Since President Clinton, the dumbing down of American students through education has become evident. Our public education system never really intended to truly educate our children. The father of our modern public education, Dewey, was a true socialist who did not have the best of interests in our Children's education.
by Alan Caruba
http://www.anxietycenter.com/
It is an act of thievery to take money to provide goods or services and then fail to do so. Our nation’s schools have become a great criminal conspiracy, promising to educate our children, but more often producing “graduates” without even the most basic skills, let alone a useful, wider body of knowledge.
“My daughter is now 20 years old,” one mother wrote to me recently. “After graduating from high school in June 2005, she enrolled at the local community college. It was necessary for her to take a placement test and it was determined she needed to take Basic Skills Math and English before she could take [college level courses.] After failing both classes twice, she will not be returning. It breaks my heart to see that she can’t pass basic math or English class. How did she graduate high school?”
The answer is that her parents were heavily levied with property taxes, the vast portion of which was then given to the local school system to pay teachers and administrators salaries, along with all the other costs of operation. They, in turn, passed her daughter along, unmindful and indifferent to whether she learned anything. “She has been robbed of a basic education and we have been robbed of our tax dollars for 19 years.”

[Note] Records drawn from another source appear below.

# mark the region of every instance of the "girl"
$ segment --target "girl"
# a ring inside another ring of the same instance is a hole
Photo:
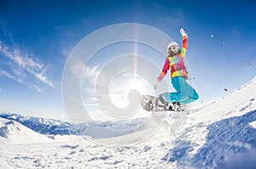
[[[172,85],[177,92],[166,93],[160,95],[160,100],[163,104],[169,103],[170,110],[177,110],[180,105],[191,103],[198,99],[196,91],[187,83],[188,71],[184,64],[184,57],[188,49],[188,35],[183,28],[180,29],[183,36],[183,48],[180,48],[175,42],[171,42],[167,46],[167,57],[164,64],[161,73],[157,78],[154,89],[157,88],[159,83],[166,76],[167,70],[171,70]]]

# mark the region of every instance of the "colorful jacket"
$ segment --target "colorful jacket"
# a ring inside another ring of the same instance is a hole
[[[157,78],[160,82],[167,74],[168,70],[171,70],[171,78],[175,76],[188,77],[188,71],[185,67],[184,60],[188,49],[188,37],[183,37],[183,48],[180,49],[181,54],[175,56],[167,56],[165,61],[163,70]]]

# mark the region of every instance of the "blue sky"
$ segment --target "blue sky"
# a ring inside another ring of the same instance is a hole
[[[0,110],[64,119],[61,78],[71,51],[89,34],[122,23],[154,27],[179,44],[184,28],[186,59],[201,101],[222,98],[255,76],[255,21],[253,0],[2,0]],[[162,66],[162,57],[148,58]]]

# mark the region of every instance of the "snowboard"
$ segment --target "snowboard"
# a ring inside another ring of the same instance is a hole
[[[166,102],[161,97],[142,95],[140,98],[142,107],[147,111],[184,111],[186,105],[177,103]]]

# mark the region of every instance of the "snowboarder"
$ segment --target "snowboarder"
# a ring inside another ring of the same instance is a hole
[[[157,89],[159,83],[167,74],[168,70],[171,70],[172,85],[176,92],[160,95],[161,102],[170,104],[170,110],[174,109],[177,105],[181,106],[191,103],[199,98],[196,91],[186,82],[188,71],[183,59],[188,49],[188,35],[183,28],[180,29],[180,33],[183,36],[183,47],[180,48],[176,42],[171,42],[168,44],[166,62],[154,85],[154,89]]]

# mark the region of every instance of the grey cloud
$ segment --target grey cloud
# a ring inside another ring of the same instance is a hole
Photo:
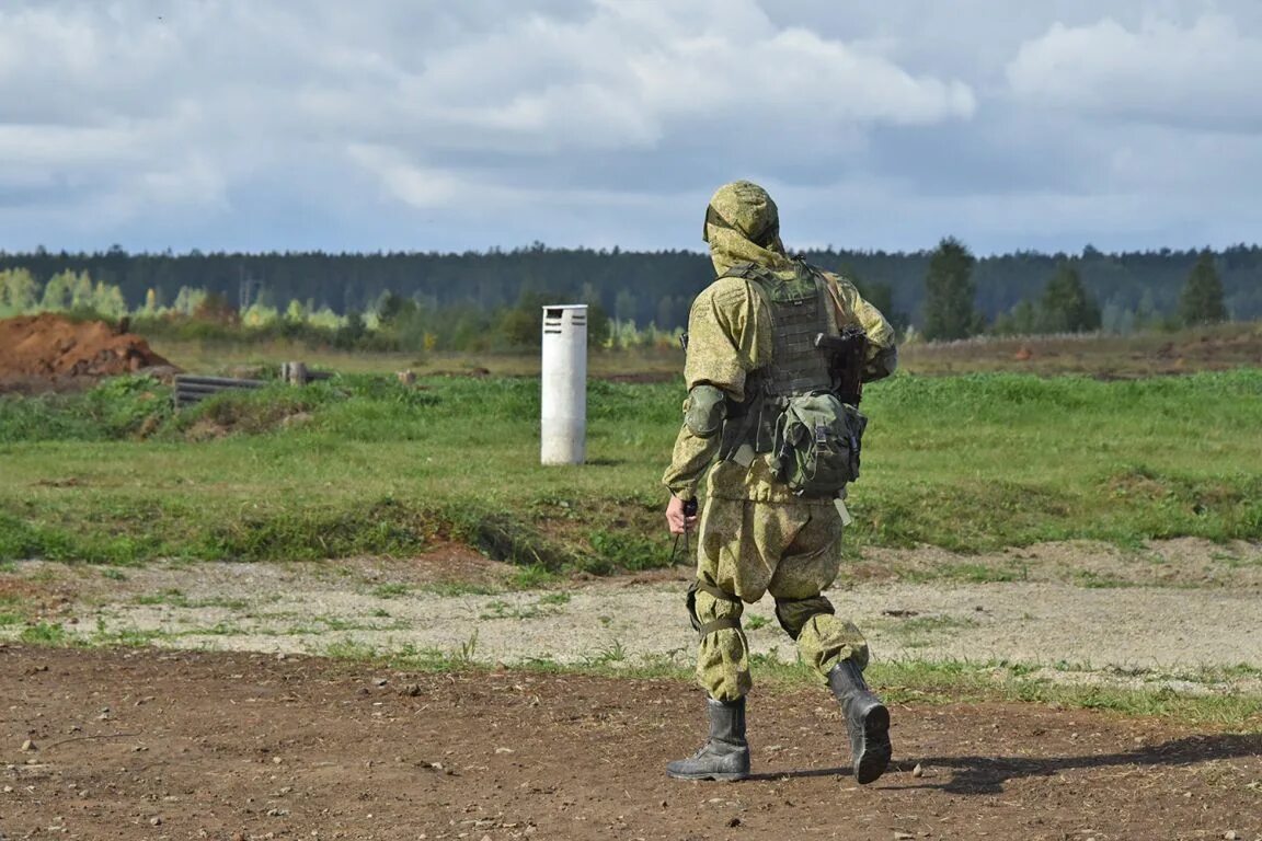
[[[0,248],[697,248],[737,177],[804,245],[1219,241],[1258,222],[1259,33],[1244,0],[9,3]]]

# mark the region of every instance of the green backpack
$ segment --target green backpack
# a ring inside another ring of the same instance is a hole
[[[785,401],[776,419],[772,468],[799,496],[837,496],[859,478],[859,445],[867,417],[830,391]]]

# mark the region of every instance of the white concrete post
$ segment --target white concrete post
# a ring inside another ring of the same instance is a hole
[[[587,458],[587,305],[544,308],[544,464],[582,464]]]

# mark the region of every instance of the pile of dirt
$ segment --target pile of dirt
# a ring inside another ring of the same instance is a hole
[[[76,322],[57,313],[0,320],[0,380],[110,377],[170,367],[126,320]]]

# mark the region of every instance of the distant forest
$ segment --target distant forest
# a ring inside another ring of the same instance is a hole
[[[1180,293],[1201,251],[1103,253],[1017,252],[979,257],[973,266],[976,308],[988,322],[1021,301],[1036,300],[1058,269],[1078,272],[1094,296],[1103,329],[1119,330],[1136,318],[1175,313]],[[1262,247],[1234,246],[1210,252],[1232,319],[1262,318]],[[824,269],[852,277],[891,320],[924,320],[925,275],[931,251],[808,251]],[[182,287],[201,289],[245,309],[284,308],[304,301],[338,314],[366,313],[389,296],[410,299],[423,310],[500,310],[522,301],[599,304],[618,322],[683,327],[688,308],[712,279],[708,256],[692,251],[632,252],[613,248],[550,248],[536,243],[511,251],[466,253],[98,253],[38,250],[0,252],[0,270],[25,269],[39,284],[63,271],[86,271],[92,281],[117,286],[129,308],[169,303]],[[1129,322],[1127,322],[1129,319]]]

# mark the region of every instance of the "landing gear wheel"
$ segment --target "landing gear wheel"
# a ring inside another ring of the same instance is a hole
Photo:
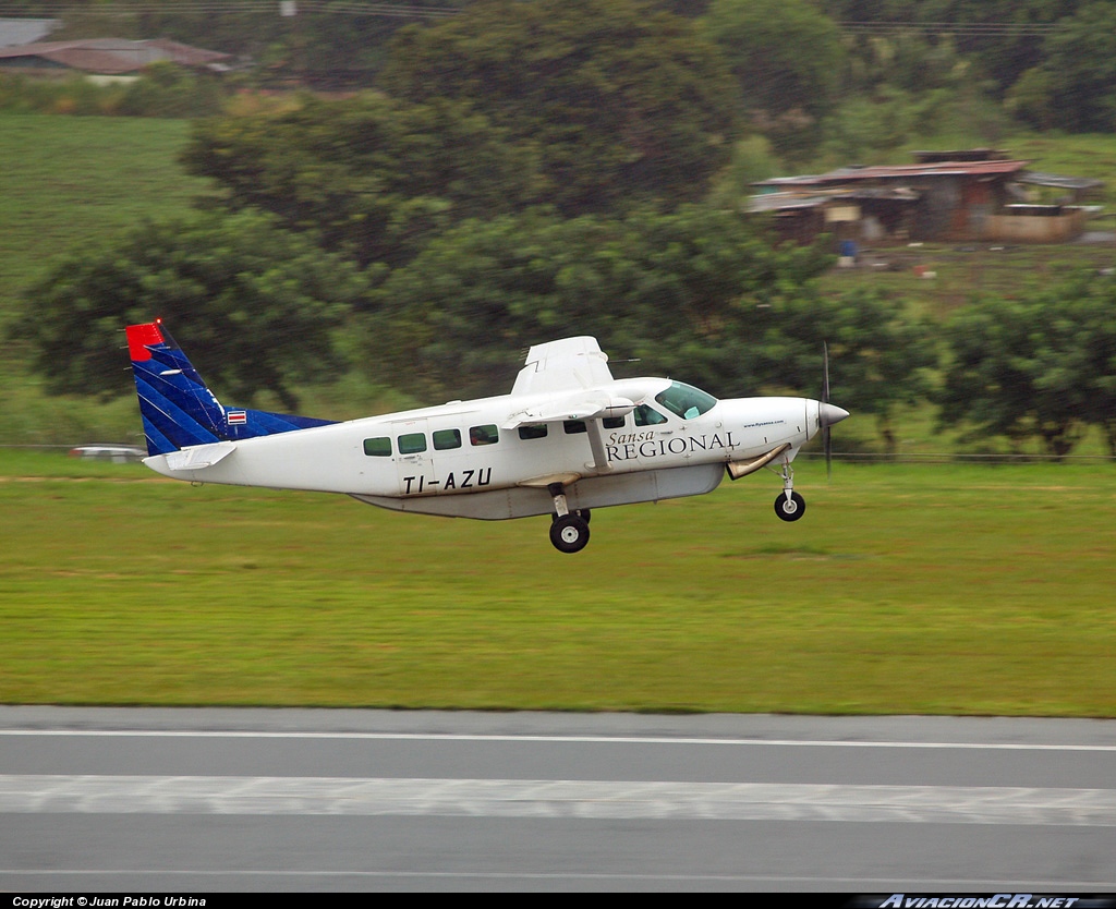
[[[775,513],[783,520],[798,520],[806,514],[806,499],[798,492],[791,492],[790,501],[787,501],[787,494],[780,492],[775,500]]]
[[[589,509],[588,508],[576,508],[575,510],[570,511],[570,514],[571,515],[577,515],[586,524],[589,523]],[[555,511],[550,513],[550,520],[551,520],[551,523],[558,520],[557,513],[555,513]]]
[[[550,525],[550,542],[560,553],[578,553],[589,542],[589,522],[577,515],[565,515]]]

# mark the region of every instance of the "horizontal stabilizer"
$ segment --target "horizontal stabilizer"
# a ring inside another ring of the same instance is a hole
[[[191,446],[181,451],[171,451],[166,456],[166,466],[171,470],[202,470],[212,467],[218,461],[228,458],[237,450],[234,442],[213,442],[208,446]]]

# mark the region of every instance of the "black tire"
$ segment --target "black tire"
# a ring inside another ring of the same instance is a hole
[[[586,524],[589,523],[589,509],[588,508],[576,508],[575,510],[570,511],[570,514],[571,515],[577,515]],[[550,513],[550,523],[554,524],[554,522],[556,522],[556,520],[558,520],[558,513],[557,511],[551,511]]]
[[[798,492],[791,492],[790,501],[787,501],[787,494],[780,492],[775,500],[775,513],[783,520],[798,520],[806,514],[806,499]]]
[[[577,515],[566,515],[550,525],[550,542],[560,553],[579,553],[589,542],[589,523]]]

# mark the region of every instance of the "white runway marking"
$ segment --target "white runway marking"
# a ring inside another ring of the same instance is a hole
[[[0,775],[0,813],[387,814],[1116,826],[1116,790]]]

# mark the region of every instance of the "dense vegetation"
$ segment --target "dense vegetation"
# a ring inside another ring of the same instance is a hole
[[[110,6],[75,2],[65,34],[104,34]],[[182,159],[219,190],[204,209],[76,250],[28,290],[13,336],[54,389],[118,387],[105,352],[153,308],[205,338],[261,326],[268,362],[241,347],[203,365],[287,408],[311,360],[491,392],[526,343],[566,333],[721,394],[801,391],[827,342],[843,403],[889,448],[895,408],[934,400],[1013,446],[1061,456],[1099,427],[1116,453],[1107,279],[974,296],[932,326],[898,296],[822,293],[826,250],[779,248],[738,213],[773,169],[885,160],[929,134],[994,142],[1012,116],[1114,131],[1110,4],[474,0],[410,25],[300,6],[113,20],[261,64],[223,87],[166,67],[99,95],[0,85],[17,109],[220,112]],[[232,94],[291,82],[374,90]]]

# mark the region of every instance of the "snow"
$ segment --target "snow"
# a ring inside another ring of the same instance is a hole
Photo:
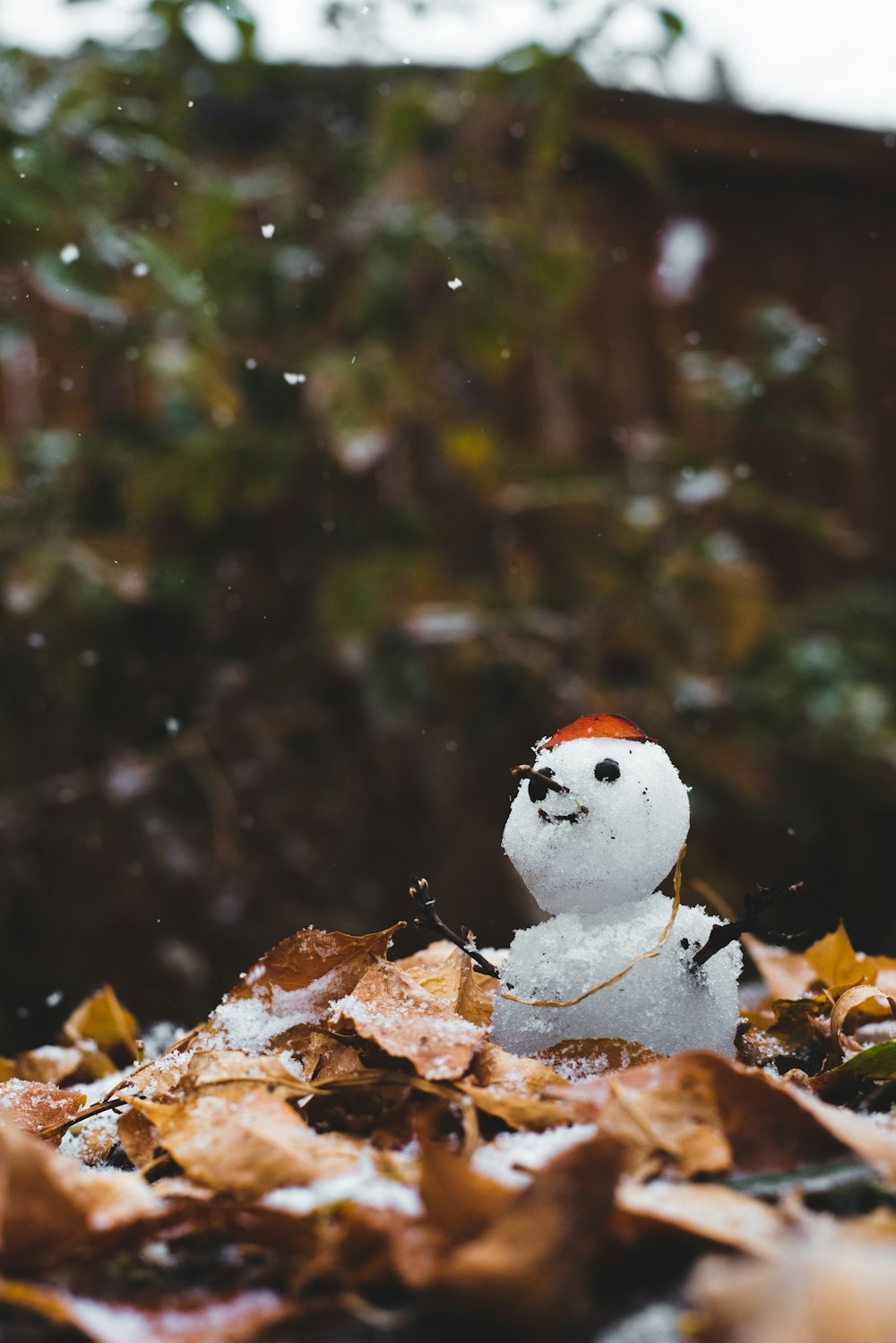
[[[504,851],[542,909],[502,966],[500,991],[569,1002],[657,947],[672,901],[656,892],[688,834],[688,790],[655,741],[574,737],[537,749],[563,792],[523,779],[504,829]],[[693,952],[720,920],[681,907],[659,955],[570,1007],[498,997],[492,1039],[531,1054],[563,1039],[628,1039],[669,1054],[734,1053],[736,943],[695,968]]]
[[[567,1002],[656,947],[672,912],[668,896],[653,894],[629,908],[585,921],[558,915],[524,928],[502,967],[502,988],[518,998]],[[528,1007],[495,999],[491,1037],[516,1054],[531,1054],[562,1039],[629,1039],[660,1054],[714,1049],[732,1057],[738,1025],[740,947],[731,943],[706,966],[691,956],[722,920],[681,905],[659,956],[574,1007]]]
[[[614,782],[594,778],[605,761],[620,770]],[[675,866],[689,818],[688,790],[663,747],[578,737],[539,751],[535,767],[550,768],[569,791],[538,799],[541,790],[523,779],[503,843],[541,908],[592,917],[651,894]]]
[[[594,1124],[546,1128],[542,1133],[499,1133],[491,1143],[476,1148],[472,1167],[480,1175],[488,1175],[511,1189],[524,1189],[531,1183],[533,1171],[596,1135]]]
[[[304,1186],[275,1189],[264,1195],[262,1205],[304,1217],[319,1207],[349,1201],[362,1207],[389,1209],[405,1217],[420,1217],[423,1213],[417,1190],[381,1175],[368,1152],[359,1158],[354,1170],[313,1180]]]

Early in his first term, President Bush embraced the “No Child Left Behind” legislation that has since been found wanting for its one-size-fits-all approach to education, its over-emphasis on testing, and its punishment of “under-performing” schools. The result has been to expose most schools as inadequate and to encourage every form of administrative cheating necessary for a school to meet the standards set by the law.
The idea was to force some improvement on a system everyone already knew was failing students. Laws, however, do not educate students. Teachers are expected to do that and it is no surprise that the National Education Association—a union—hated the idea of improvement. Indeed, from the 1960s to the present day, the NEA has done its best to undermine, if not destroy, a system of education that served previous generations of Americans quite well.
After a year-long study, the federally funded Commission on the Future of Higher Education reported that U.S. colleges are not giving students “the education that they need.” Pointing to “disturbing signs,” the panel concluded that even though degrees are being awarded, many graduates “have not actually mastered the reading, writing and thinking skills” they should have gained. As can be expected, the report urged wider access to federal grants for those who want to spend four years earning an increasingly suspect degree.
Our colleges are suffering form the same malady as all of our public schools, the dumbing down of the students. This is all because of the government intrusion in operating our school systems. Parents or students no longer have any opportunity for input and are helpless to change the curriculum.
It is no wonder that many graduating students are unable to balance a checking account.